If all you wanted for Christmas this year was to see the Supreme Court take up the question of whether the presumption of prudence is the applicable standard in reviewing breach of fiduciary duty claims related to investments in employer stock, prepare to be disappointed (and to consider expanding your wish list for next year).
In 2012, the best chances for the Supreme Court to consider this issue that has shaped the landscape of ERISA stock drop litigation were (1) In re Citigroup ERISA Litigation and Gearren v. McGraw-Hill Cos., Inc., which were argued in tandem before the Second Circuit; and (2) the Sixth Circuit’s decision in Pfeil v. State Street Bank & Trust Company.
On October 15, 2012, the Supreme Court denied the petitions for writs of certiorari regarding Citigroup and Gearren. The petitions were submitted by the plan participants who were seeking the high Court’s review of the dismissal of their putative stock drop class actions against respective employers. The Second Circuit upheld the dismissal of the complaints due to the plaintiffs’ failure to overcome what is commonly referred to as the Moench presumption—the presumption that investing in company stock is presumed to be prudent , absent dire circumstances. For more information on the Second Circuit’s decisions in Citigroup and Gearren, please read our advisory.
In Pfeil v. State Street Bank & Trust Co., 671 F.3d 585 (6th Cir. 2012), the Sixth Circuit became the first and only Circuit Court to hold that the presumption of prudence does not apply at the pleadings stage. For more information on Pfeil, read our blog entry on “ERISA Stock Drop Actions: The Class of 2012,” by clicking here.

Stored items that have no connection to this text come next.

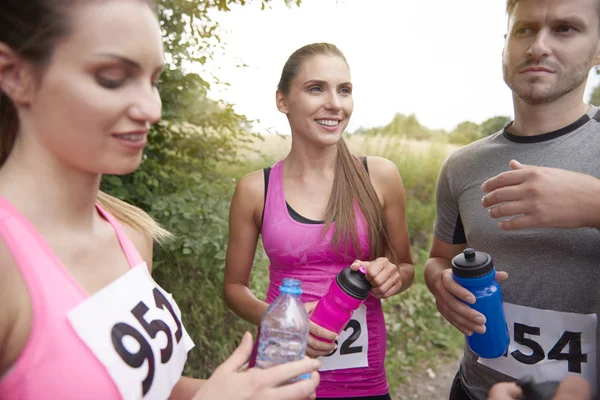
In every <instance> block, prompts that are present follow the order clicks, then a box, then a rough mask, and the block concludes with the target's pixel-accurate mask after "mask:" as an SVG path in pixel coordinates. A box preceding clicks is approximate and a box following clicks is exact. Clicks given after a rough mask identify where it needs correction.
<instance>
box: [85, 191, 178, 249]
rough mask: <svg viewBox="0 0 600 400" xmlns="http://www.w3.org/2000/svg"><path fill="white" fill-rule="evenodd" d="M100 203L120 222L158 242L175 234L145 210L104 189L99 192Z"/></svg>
mask: <svg viewBox="0 0 600 400" xmlns="http://www.w3.org/2000/svg"><path fill="white" fill-rule="evenodd" d="M97 201H98V204H100V206H101V207H102V208H104V209H105V210H106V211H108V212H109V213H110V214H111V215H112V216H113V217H115V218H116V219H117V220H119V222H121V223H123V224H125V225H128V226H130V227H131V228H133V229H135V230H136V231H138V232H140V233H143V234H145V235H148V236H149V237H151V238H152V239H153V240H155V241H157V242H158V243H163V242H164V241H166V240H167V239H171V238H172V237H173V234H172V233H171V232H169V231H168V230H166V229H165V228H163V227H162V226H160V224H159V223H158V222H156V221H155V220H154V219H153V218H152V217H151V216H149V215H148V214H147V213H146V212H145V211H144V210H142V209H141V208H138V207H136V206H133V205H131V204H129V203H126V202H124V201H122V200H119V199H117V198H116V197H113V196H111V195H109V194H106V193H104V192H102V191H99V192H98V197H97Z"/></svg>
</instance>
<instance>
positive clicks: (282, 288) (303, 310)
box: [256, 278, 310, 380]
mask: <svg viewBox="0 0 600 400" xmlns="http://www.w3.org/2000/svg"><path fill="white" fill-rule="evenodd" d="M300 286H301V282H300V281H299V280H297V279H288V278H284V279H283V284H282V285H281V286H280V287H279V296H278V297H277V298H276V299H275V301H273V303H271V305H269V308H268V309H267V311H266V312H265V314H264V315H263V317H262V319H261V321H260V334H259V337H258V350H257V355H256V366H257V367H259V368H269V367H271V366H274V365H278V364H283V363H286V362H290V361H296V360H301V359H302V358H304V352H305V350H306V340H307V338H308V330H309V327H310V322H309V319H308V314H307V313H306V310H305V309H304V305H303V304H302V302H301V301H300V295H301V294H302V289H301V288H300ZM309 377H310V375H309V374H304V375H301V376H299V377H298V378H297V379H305V378H309ZM297 379H294V380H297Z"/></svg>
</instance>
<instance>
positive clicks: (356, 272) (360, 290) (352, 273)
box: [335, 267, 372, 300]
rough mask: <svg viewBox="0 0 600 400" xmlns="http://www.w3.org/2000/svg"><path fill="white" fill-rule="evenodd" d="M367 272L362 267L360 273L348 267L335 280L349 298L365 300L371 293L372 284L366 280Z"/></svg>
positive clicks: (359, 272)
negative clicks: (348, 296)
mask: <svg viewBox="0 0 600 400" xmlns="http://www.w3.org/2000/svg"><path fill="white" fill-rule="evenodd" d="M366 274H367V270H366V268H364V267H360V268H359V269H358V271H352V268H350V267H347V268H344V269H343V270H341V271H340V272H338V274H337V275H336V277H335V280H336V282H337V284H338V286H339V287H340V288H341V289H342V290H343V291H344V292H346V293H347V294H348V295H349V296H351V297H354V298H355V299H359V300H364V299H366V298H367V297H368V296H369V293H370V292H371V288H372V286H371V282H369V281H368V280H367V278H366V276H365V275H366Z"/></svg>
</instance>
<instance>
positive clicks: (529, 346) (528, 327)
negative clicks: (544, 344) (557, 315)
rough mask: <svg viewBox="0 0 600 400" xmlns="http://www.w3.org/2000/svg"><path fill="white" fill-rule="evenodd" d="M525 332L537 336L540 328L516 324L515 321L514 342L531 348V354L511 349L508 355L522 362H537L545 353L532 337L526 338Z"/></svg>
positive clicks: (544, 354) (542, 356) (531, 334)
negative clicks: (531, 338)
mask: <svg viewBox="0 0 600 400" xmlns="http://www.w3.org/2000/svg"><path fill="white" fill-rule="evenodd" d="M525 334H529V335H535V336H539V335H540V328H537V327H533V326H527V325H524V324H518V323H516V322H515V342H517V343H519V344H522V345H523V346H527V347H529V348H530V349H531V350H532V353H531V355H525V354H523V353H521V352H520V351H519V350H515V351H513V352H512V353H510V355H511V356H513V357H514V358H515V359H516V360H517V361H519V362H521V363H523V364H527V365H533V364H537V363H538V362H540V361H542V360H543V359H544V357H546V354H545V353H544V349H542V346H540V344H539V343H538V342H536V341H535V340H533V339H528V338H526V337H525Z"/></svg>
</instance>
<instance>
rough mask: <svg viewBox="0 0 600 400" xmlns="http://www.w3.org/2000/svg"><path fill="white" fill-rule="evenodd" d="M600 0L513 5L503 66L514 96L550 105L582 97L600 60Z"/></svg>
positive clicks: (527, 99) (527, 100)
mask: <svg viewBox="0 0 600 400" xmlns="http://www.w3.org/2000/svg"><path fill="white" fill-rule="evenodd" d="M598 24H599V19H598V0H520V1H518V2H517V3H516V4H515V6H514V8H513V9H512V12H511V15H510V18H509V25H508V33H507V35H506V42H505V47H504V51H503V60H502V69H503V74H504V80H505V82H506V84H507V85H508V86H509V87H510V88H511V89H512V91H513V93H514V95H515V96H516V97H518V98H520V99H522V100H523V101H524V102H526V103H528V104H545V103H551V102H554V101H556V100H557V99H559V98H561V97H563V96H565V95H567V94H569V93H576V94H577V95H578V96H581V97H582V96H583V91H584V89H585V84H586V82H587V77H588V74H589V71H590V69H591V68H592V67H593V66H594V65H596V64H598V63H599V61H600V59H599V57H598V54H599V50H600V48H599V43H600V42H599V32H598V29H599V28H598Z"/></svg>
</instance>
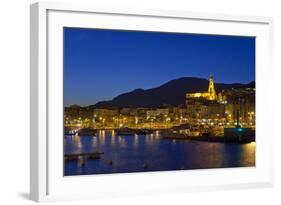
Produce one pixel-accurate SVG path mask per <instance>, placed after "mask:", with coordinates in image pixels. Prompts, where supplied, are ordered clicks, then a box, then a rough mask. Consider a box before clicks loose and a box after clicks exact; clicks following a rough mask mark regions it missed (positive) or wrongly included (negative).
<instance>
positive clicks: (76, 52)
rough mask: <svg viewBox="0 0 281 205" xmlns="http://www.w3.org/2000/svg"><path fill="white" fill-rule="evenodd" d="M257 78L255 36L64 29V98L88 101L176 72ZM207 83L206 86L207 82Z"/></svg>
mask: <svg viewBox="0 0 281 205" xmlns="http://www.w3.org/2000/svg"><path fill="white" fill-rule="evenodd" d="M210 73H212V74H213V75H214V80H215V82H223V83H248V82H250V81H253V80H255V38H254V37H235V36H217V35H197V34H178V33H160V32H141V31H119V30H115V31H114V30H98V29H79V28H65V29H64V104H65V105H71V104H79V105H90V104H95V103H96V102H98V101H101V100H111V99H112V98H113V97H115V96H117V95H119V94H121V93H124V92H129V91H131V90H134V89H137V88H143V89H147V88H152V87H157V86H159V85H161V84H163V83H166V82H167V81H170V80H173V79H176V78H180V77H201V78H206V79H208V78H209V75H210ZM206 89H207V88H206Z"/></svg>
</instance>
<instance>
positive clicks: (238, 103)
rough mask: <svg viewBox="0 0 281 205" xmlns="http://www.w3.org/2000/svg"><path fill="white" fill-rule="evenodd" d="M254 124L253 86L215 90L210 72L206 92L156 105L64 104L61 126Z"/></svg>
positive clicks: (140, 126)
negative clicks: (219, 90) (122, 107)
mask: <svg viewBox="0 0 281 205" xmlns="http://www.w3.org/2000/svg"><path fill="white" fill-rule="evenodd" d="M237 117H238V118H239V122H240V125H241V126H242V127H243V126H245V127H255V88H253V87H241V88H239V89H234V88H232V89H229V90H222V91H220V92H219V93H216V90H215V85H214V79H213V76H212V75H211V76H210V79H209V87H208V90H207V92H203V93H187V94H186V103H185V104H184V105H179V106H165V107H159V108H153V109H152V108H141V107H140V108H120V109H106V108H91V107H79V106H70V107H66V108H65V113H64V122H65V126H82V127H94V128H101V129H111V128H120V127H131V128H157V129H161V128H169V127H174V126H179V125H183V124H189V125H192V126H203V127H231V126H235V125H236V124H237Z"/></svg>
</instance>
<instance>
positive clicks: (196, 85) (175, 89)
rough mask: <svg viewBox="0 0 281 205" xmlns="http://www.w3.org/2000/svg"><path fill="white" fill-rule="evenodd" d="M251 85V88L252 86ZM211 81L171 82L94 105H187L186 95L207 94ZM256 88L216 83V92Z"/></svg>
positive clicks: (134, 92)
mask: <svg viewBox="0 0 281 205" xmlns="http://www.w3.org/2000/svg"><path fill="white" fill-rule="evenodd" d="M250 85H251V86H250ZM208 86H209V81H208V80H206V79H202V78H194V77H184V78H179V79H175V80H171V81H169V82H167V83H165V84H163V85H161V86H159V87H156V88H151V89H147V90H144V89H140V88H139V89H136V90H133V91H131V92H128V93H124V94H121V95H118V96H117V97H115V98H113V99H112V100H111V101H101V102H98V103H97V104H95V105H94V107H97V108H112V107H118V108H120V107H147V108H149V107H161V106H164V105H172V106H175V105H180V104H184V103H185V94H186V93H193V92H207V89H208ZM245 86H250V87H252V86H254V82H251V83H249V84H239V83H234V84H224V83H215V89H216V91H217V92H218V91H221V90H228V89H231V88H241V87H245Z"/></svg>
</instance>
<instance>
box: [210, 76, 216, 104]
mask: <svg viewBox="0 0 281 205" xmlns="http://www.w3.org/2000/svg"><path fill="white" fill-rule="evenodd" d="M208 93H209V100H215V99H216V98H217V95H216V90H215V85H214V78H213V75H212V74H211V75H210V80H209V88H208Z"/></svg>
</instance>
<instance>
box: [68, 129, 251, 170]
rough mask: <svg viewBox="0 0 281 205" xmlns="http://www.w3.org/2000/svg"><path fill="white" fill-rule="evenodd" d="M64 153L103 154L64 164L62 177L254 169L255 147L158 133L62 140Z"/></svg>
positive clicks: (102, 132) (68, 137) (113, 133)
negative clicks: (151, 172)
mask: <svg viewBox="0 0 281 205" xmlns="http://www.w3.org/2000/svg"><path fill="white" fill-rule="evenodd" d="M64 141H65V142H64V146H65V152H66V153H83V152H84V153H85V152H104V154H103V155H102V157H101V159H99V160H94V159H93V160H85V159H82V158H81V159H80V158H79V160H76V161H68V162H66V163H65V175H81V174H100V173H120V172H138V171H160V170H179V169H202V168H219V167H239V166H255V146H256V145H255V143H249V144H224V143H208V142H197V141H182V140H162V139H161V137H160V135H159V133H157V132H155V133H153V134H148V135H125V136H122V135H116V133H115V132H114V131H99V132H98V134H97V136H83V137H82V136H78V135H75V136H74V135H72V136H65V139H64Z"/></svg>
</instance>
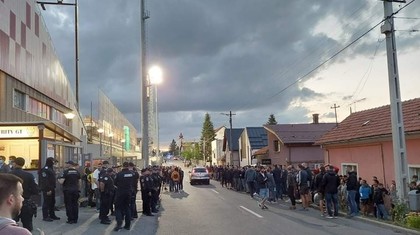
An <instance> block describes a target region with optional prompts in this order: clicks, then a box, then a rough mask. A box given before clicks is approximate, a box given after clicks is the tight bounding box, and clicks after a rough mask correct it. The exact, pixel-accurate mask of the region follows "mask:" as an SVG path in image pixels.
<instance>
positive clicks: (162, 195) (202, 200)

In light of this controversial holding, and the resulting split in the Circuits with regard to the application of the presumption, there was some thought that the Supreme Court might pick up Pfeil for review.
However, in submitting its petition for writ of certiorari, State Street avoided the key holding of Pfeil—i.e., the holding that the plan participants had alleged sufficient facts to overcome the presumption of prudence. Rather, State Street chose to focus on more narrow issues, including: (1) whether ERISA Section 404(c) (which immunizes fiduciaries from liability for selecting and maintaining investment options) can be applied at the motion to dismiss phase; and (2) the applicable standard for causation and whether the plan participants alleged a plausible causal connection between the alleged fiduciary breach by State Street and the losses suffered by the plan. See State Street's Petition for Writ of Certiorari, 2012 WL 3724740, at *12-17.
In Pfeil, the Sixth Circuit held that the safe harbor of ERISA Section 404(c) is not applicable at the pleadings stage and is “not appropriate for consideration on a motion to dismiss when, as here, the plaintiffs did not raise it in the complaint.” Pfeil, 671 F.3d at 598. The Sixth Circuit went on to “join other circuits in recognizing that section 404(c) is an affirmative defense to a claim for breach of fiduciary duty under ERISA, on which the party asserting the defense bears the burden of proof.” Id. at 599 (citing Hecker v. Deere & Co., 556 F.3d 575, 588 (7th Cir. 2009); Langbecker v. Elec. Data. Sys. Corp., 476 F.3d 299, 309 (5th Cir. 2007); Allison v. Bank One–Denver, 289 F.3d 1223, 1238 (10th Cir. 2002); In re Unisys Sav. Plan Litig., 74 F.3d 420, 446 (3d Cir.1996)).
The Sixth Circuit also held that the safe harbor defense does not apply under the circumstances because it does not relieve fiduciaries of the responsibility to screen investments. The Court determined that, although the plaintiffs “must eventually prove causation to prevail on their claims, . . . the plaintiffs have plausibly pleaded causation to survive State Street's motion to dismiss.” Pfeil, 671 F.3d at 596.
On December 3, 2012, the Supreme Court denied State Street’s petition for a writ of certiorari, without comment. State Street Bank & Trust Co. v. Pfeil, No. 12-256, 2012 WL 4009309, at *1 (U.S. Dec. 3, 2012) (“The petition for a writ of certiorari is denied.”)
Thus, the Sixth Circuit continues to effectively stand alone in its wholesale rejection of the Moench presumption at the pleadings stage. Perhaps 2013 will ring in more opportunities for the Supreme Court to consider the Moench presumption and when it should be applied, if at all, in the course of ERISA stock drop litigation.